Cole Aldrich and his wife were in Italy when the former Bloomington Jefferson big man signed a three-year, $22 million free agent deal with the Timberwolves.
Thursday he was on the phone from Helsinki, Finland.
“We’re getting spoiled,” he said.
It’s been quite the summer of travel for Aldrich, who is in Finland as part of the NBA’s Basketball Without Borders program. Run in conjunction with FIBA, it is an instruction and development program for teenage players. In this case Aldrich and Timberwolves assistant Ryan Saunders are at the camp, which is drawing players from all around Europe.
“On our team right now, of the nine guys, probably safe to say six are from different countries,” Aldrich said. “It’s incredible to see how talented these kids are at 17 years old.”
It’s also helpful that most of the players can understand English.

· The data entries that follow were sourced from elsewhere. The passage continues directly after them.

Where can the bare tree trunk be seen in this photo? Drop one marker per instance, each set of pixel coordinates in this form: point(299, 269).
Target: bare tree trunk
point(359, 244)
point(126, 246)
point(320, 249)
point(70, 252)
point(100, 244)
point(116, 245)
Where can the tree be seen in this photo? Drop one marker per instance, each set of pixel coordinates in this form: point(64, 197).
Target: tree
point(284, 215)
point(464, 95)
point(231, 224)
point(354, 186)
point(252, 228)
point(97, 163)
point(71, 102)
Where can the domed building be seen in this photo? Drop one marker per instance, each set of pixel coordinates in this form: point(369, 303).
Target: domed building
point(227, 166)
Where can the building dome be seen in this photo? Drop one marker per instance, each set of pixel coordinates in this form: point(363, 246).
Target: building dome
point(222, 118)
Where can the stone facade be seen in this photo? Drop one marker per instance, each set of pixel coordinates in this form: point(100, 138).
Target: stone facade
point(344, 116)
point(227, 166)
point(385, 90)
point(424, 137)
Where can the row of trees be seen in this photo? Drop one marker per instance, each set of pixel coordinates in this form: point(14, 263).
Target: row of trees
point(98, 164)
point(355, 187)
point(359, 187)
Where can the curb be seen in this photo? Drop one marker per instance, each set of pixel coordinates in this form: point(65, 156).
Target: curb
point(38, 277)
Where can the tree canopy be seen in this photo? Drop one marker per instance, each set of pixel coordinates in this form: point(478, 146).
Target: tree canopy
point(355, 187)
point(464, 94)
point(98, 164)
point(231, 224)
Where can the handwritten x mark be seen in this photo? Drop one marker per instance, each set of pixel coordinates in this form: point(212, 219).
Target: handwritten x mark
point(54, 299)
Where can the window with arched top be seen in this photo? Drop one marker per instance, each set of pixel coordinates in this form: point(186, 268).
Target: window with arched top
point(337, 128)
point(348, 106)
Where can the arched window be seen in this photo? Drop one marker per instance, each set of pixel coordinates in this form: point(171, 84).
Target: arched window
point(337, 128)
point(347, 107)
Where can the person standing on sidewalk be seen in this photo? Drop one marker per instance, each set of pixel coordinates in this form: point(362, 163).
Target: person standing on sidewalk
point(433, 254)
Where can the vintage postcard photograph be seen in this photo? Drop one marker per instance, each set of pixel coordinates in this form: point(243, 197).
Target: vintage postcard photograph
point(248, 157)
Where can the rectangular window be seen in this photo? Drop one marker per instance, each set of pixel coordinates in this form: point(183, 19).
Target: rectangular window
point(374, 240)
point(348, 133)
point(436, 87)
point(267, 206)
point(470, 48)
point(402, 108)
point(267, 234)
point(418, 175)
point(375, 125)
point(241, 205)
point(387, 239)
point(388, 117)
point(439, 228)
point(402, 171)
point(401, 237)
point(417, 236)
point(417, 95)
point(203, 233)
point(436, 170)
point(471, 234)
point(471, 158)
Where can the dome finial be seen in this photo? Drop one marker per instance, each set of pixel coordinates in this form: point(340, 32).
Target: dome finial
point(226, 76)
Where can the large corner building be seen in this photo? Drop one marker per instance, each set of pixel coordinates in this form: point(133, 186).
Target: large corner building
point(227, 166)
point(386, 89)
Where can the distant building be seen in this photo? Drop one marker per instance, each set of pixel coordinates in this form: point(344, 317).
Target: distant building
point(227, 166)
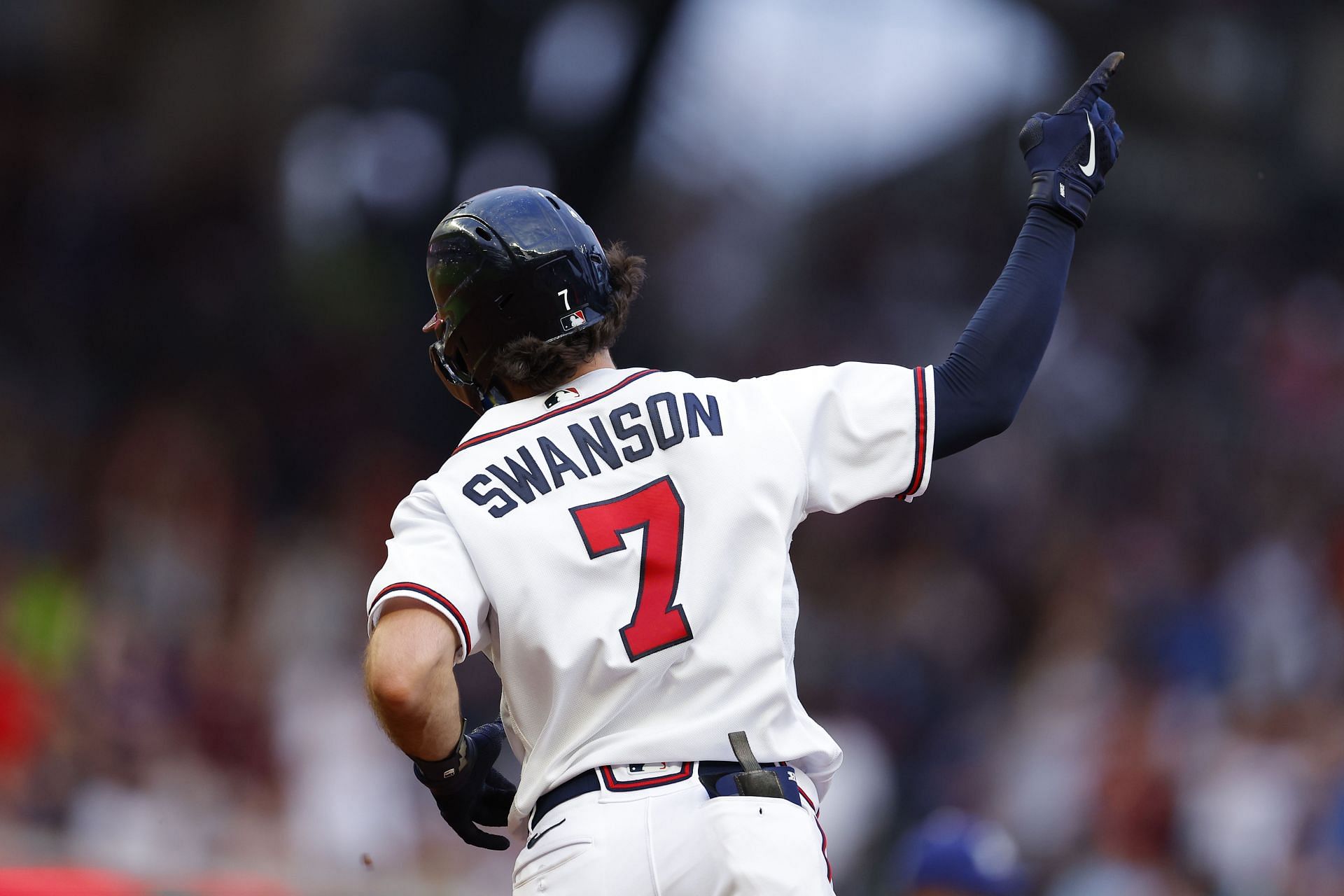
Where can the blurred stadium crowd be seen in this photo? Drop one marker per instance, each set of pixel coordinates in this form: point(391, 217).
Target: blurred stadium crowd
point(1116, 629)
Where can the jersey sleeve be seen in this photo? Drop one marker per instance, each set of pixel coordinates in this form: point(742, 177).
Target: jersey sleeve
point(864, 430)
point(428, 562)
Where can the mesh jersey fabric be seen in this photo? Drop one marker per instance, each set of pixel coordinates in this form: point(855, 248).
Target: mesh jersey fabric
point(620, 550)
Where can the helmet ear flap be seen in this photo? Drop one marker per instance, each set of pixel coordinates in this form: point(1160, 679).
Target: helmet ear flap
point(464, 394)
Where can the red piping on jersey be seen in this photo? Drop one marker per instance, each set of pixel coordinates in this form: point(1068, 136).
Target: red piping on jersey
point(436, 597)
point(612, 783)
point(921, 431)
point(818, 818)
point(487, 437)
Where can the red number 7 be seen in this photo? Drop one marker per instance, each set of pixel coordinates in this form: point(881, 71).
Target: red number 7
point(656, 508)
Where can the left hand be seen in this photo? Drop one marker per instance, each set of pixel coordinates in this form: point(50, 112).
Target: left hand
point(468, 790)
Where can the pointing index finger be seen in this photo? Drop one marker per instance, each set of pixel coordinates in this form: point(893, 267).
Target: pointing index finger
point(1094, 86)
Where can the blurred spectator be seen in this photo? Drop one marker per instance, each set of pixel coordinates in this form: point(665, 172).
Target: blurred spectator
point(958, 855)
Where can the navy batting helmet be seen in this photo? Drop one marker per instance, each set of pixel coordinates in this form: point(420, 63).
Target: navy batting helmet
point(508, 264)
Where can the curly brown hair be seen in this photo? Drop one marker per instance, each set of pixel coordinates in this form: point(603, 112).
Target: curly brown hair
point(540, 365)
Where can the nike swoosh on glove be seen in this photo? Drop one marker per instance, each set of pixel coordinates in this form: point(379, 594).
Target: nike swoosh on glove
point(1070, 152)
point(468, 790)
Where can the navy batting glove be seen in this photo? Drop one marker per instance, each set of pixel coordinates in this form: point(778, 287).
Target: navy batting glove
point(467, 788)
point(1070, 152)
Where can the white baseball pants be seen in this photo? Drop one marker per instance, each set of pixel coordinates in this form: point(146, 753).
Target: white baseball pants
point(673, 840)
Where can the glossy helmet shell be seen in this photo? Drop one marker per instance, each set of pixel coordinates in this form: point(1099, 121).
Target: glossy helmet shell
point(508, 264)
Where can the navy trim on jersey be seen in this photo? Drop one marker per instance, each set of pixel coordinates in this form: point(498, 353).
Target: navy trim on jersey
point(435, 596)
point(612, 783)
point(921, 433)
point(816, 817)
point(487, 437)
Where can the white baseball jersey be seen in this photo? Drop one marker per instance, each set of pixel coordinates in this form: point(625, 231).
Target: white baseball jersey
point(620, 550)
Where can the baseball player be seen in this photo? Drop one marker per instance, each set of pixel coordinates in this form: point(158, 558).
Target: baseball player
point(616, 540)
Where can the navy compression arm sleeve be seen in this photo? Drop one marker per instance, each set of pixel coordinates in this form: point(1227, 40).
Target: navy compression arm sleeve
point(983, 382)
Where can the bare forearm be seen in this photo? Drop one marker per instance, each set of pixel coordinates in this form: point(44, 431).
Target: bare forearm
point(412, 688)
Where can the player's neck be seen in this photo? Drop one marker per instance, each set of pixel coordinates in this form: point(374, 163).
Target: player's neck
point(603, 360)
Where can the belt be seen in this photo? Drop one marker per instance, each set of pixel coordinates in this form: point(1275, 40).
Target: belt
point(589, 780)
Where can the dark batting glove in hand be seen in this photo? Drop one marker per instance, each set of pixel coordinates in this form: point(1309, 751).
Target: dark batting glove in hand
point(467, 788)
point(1070, 152)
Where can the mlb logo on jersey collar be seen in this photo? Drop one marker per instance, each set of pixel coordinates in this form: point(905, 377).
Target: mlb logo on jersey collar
point(562, 397)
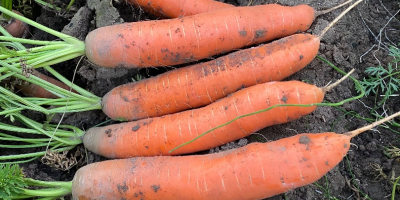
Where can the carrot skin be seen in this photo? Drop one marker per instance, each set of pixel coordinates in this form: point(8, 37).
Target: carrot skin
point(158, 135)
point(201, 84)
point(255, 171)
point(178, 8)
point(182, 40)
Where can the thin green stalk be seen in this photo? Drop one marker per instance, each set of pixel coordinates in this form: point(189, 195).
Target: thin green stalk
point(60, 35)
point(394, 187)
point(53, 88)
point(20, 99)
point(71, 2)
point(31, 155)
point(281, 105)
point(33, 42)
point(48, 5)
point(8, 5)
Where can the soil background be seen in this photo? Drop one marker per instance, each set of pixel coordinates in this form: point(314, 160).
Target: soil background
point(359, 40)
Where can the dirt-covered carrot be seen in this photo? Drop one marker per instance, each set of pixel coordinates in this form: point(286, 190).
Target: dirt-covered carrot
point(178, 8)
point(203, 83)
point(158, 135)
point(255, 171)
point(182, 40)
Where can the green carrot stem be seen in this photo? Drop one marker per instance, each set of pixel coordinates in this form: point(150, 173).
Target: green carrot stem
point(34, 154)
point(33, 42)
point(63, 36)
point(55, 188)
point(20, 99)
point(279, 105)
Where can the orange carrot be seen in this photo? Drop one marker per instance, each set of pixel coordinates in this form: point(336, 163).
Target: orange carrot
point(158, 135)
point(178, 8)
point(33, 90)
point(255, 171)
point(203, 83)
point(186, 39)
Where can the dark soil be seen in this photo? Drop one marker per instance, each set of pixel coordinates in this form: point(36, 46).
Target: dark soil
point(355, 42)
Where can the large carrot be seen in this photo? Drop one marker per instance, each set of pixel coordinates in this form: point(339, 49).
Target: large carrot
point(182, 40)
point(178, 8)
point(255, 171)
point(158, 135)
point(203, 83)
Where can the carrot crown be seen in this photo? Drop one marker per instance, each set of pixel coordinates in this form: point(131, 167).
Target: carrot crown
point(16, 61)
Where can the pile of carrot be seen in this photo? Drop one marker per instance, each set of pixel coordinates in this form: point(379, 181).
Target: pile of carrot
point(178, 106)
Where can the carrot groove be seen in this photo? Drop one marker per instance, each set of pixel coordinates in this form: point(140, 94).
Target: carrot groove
point(156, 136)
point(182, 40)
point(178, 8)
point(203, 83)
point(255, 171)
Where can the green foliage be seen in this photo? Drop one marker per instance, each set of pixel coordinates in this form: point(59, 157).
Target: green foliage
point(383, 80)
point(11, 181)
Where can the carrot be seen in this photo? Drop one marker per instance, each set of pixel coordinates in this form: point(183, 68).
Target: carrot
point(182, 40)
point(178, 8)
point(156, 136)
point(255, 171)
point(32, 90)
point(203, 83)
point(200, 84)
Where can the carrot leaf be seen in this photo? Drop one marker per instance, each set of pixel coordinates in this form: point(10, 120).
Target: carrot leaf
point(11, 181)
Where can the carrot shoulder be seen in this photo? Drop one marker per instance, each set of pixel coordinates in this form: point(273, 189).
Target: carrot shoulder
point(255, 171)
point(158, 135)
point(182, 40)
point(178, 8)
point(201, 84)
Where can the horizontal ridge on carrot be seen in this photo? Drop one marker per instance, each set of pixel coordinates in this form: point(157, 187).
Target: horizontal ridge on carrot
point(178, 8)
point(158, 135)
point(182, 40)
point(255, 171)
point(200, 84)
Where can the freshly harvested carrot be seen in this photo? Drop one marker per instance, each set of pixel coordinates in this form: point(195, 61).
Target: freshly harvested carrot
point(182, 40)
point(158, 135)
point(200, 84)
point(203, 83)
point(33, 90)
point(178, 8)
point(255, 171)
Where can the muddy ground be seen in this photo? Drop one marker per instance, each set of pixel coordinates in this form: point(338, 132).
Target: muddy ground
point(358, 41)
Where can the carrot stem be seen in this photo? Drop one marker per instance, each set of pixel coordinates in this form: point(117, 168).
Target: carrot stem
point(338, 18)
point(362, 92)
point(370, 126)
point(331, 86)
point(322, 12)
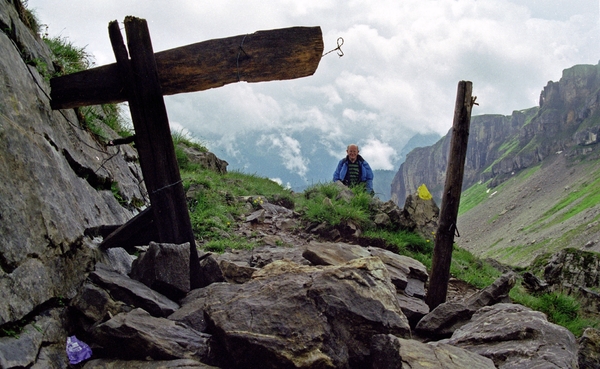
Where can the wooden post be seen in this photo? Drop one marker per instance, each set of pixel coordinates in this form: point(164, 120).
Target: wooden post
point(153, 137)
point(444, 238)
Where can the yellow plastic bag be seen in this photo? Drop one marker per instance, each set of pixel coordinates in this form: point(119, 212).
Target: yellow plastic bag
point(424, 192)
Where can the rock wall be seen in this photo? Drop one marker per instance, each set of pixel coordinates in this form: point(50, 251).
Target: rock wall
point(56, 180)
point(567, 119)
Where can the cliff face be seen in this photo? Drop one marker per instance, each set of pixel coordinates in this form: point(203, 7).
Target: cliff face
point(567, 119)
point(56, 180)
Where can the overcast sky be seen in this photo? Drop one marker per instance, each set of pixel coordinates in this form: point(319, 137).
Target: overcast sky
point(402, 62)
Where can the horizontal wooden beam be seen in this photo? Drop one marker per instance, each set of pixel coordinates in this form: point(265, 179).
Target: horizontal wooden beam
point(279, 54)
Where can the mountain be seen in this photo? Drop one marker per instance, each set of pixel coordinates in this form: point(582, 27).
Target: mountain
point(533, 173)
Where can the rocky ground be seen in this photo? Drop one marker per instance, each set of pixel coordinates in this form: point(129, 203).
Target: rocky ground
point(294, 235)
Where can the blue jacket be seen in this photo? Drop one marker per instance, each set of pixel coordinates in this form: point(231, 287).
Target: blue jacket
point(366, 174)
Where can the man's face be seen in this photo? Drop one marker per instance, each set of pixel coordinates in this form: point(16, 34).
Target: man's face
point(352, 152)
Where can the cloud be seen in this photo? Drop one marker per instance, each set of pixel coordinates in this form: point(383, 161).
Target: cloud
point(289, 151)
point(378, 154)
point(398, 76)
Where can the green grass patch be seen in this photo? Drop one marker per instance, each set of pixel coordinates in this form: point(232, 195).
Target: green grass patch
point(324, 203)
point(560, 309)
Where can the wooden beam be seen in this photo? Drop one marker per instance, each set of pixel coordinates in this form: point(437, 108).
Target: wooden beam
point(444, 238)
point(138, 231)
point(279, 54)
point(153, 137)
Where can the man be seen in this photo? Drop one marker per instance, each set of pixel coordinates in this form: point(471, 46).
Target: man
point(354, 170)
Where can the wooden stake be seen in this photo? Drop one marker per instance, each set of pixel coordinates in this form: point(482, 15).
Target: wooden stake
point(444, 239)
point(153, 137)
point(278, 54)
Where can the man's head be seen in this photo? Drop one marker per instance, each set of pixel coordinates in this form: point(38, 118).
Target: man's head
point(352, 151)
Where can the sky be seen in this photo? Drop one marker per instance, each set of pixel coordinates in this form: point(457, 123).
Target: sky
point(401, 64)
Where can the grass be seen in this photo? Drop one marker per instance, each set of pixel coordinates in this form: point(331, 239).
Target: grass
point(559, 308)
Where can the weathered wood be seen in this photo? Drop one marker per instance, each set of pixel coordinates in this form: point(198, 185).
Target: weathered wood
point(138, 231)
point(444, 238)
point(153, 137)
point(279, 54)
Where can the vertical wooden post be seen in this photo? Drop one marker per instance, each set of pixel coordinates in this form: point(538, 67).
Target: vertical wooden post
point(444, 239)
point(153, 137)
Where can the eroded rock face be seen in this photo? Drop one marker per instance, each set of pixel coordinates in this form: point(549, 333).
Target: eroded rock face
point(138, 335)
point(51, 190)
point(514, 336)
point(391, 352)
point(291, 315)
point(445, 319)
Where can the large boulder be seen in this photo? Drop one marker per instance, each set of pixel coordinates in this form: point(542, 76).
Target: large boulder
point(391, 352)
point(589, 349)
point(514, 336)
point(165, 268)
point(132, 292)
point(292, 315)
point(138, 335)
point(447, 317)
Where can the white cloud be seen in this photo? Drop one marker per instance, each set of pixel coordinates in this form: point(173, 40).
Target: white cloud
point(398, 76)
point(289, 151)
point(378, 154)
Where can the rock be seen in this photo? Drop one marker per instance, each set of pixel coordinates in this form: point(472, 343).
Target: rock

“This is really fulfilling for me,” Aldrich said. “I love teaching kids how to play. Just some small things here and there that I’ve learned over the course of my career. The greatest thing is that this gives them happiness. That’s what it’s all about. Just trying to change the world and put an impact on it.”
Perhaps the biggest journey Aldrich has taken is the trip back home to play for the Timberwolves after spending six NBA seasons with five teams.
“I’m so excited. We work out before camp starts every morning,” Aldrich said of he and Saunders. “I think it’s going to be a big year for us.”
Aldrich and Saunders go back a few years. While at the University of Minnesota, Saunders spent a summer coaching Aldrich’s AAU team. This past August the two were together on the Timberwolves Caravan that traveled around the area.
This is Aldrich’s second time with BWB; he went to Johannesburg, South Africa, a few years ago. For Saunders, it is a first.
“This is a cool thing to be a part of,” Saunders said. “You get to see the world, and you have a chance to grow the game, see what other countries have to offer in terms of basketball.”
The two will return soon, then have a couple weeks of preparation before Wolves training camp begins. Aldrich worked this summer with locally based trainer Bill Welle — something he has done for a few years now.
“We’re working on finding ways of getting through a season healthy,” Aldrich said. “For me, that’s the biggest thing to help my career, sustaining it through an 82-game season.”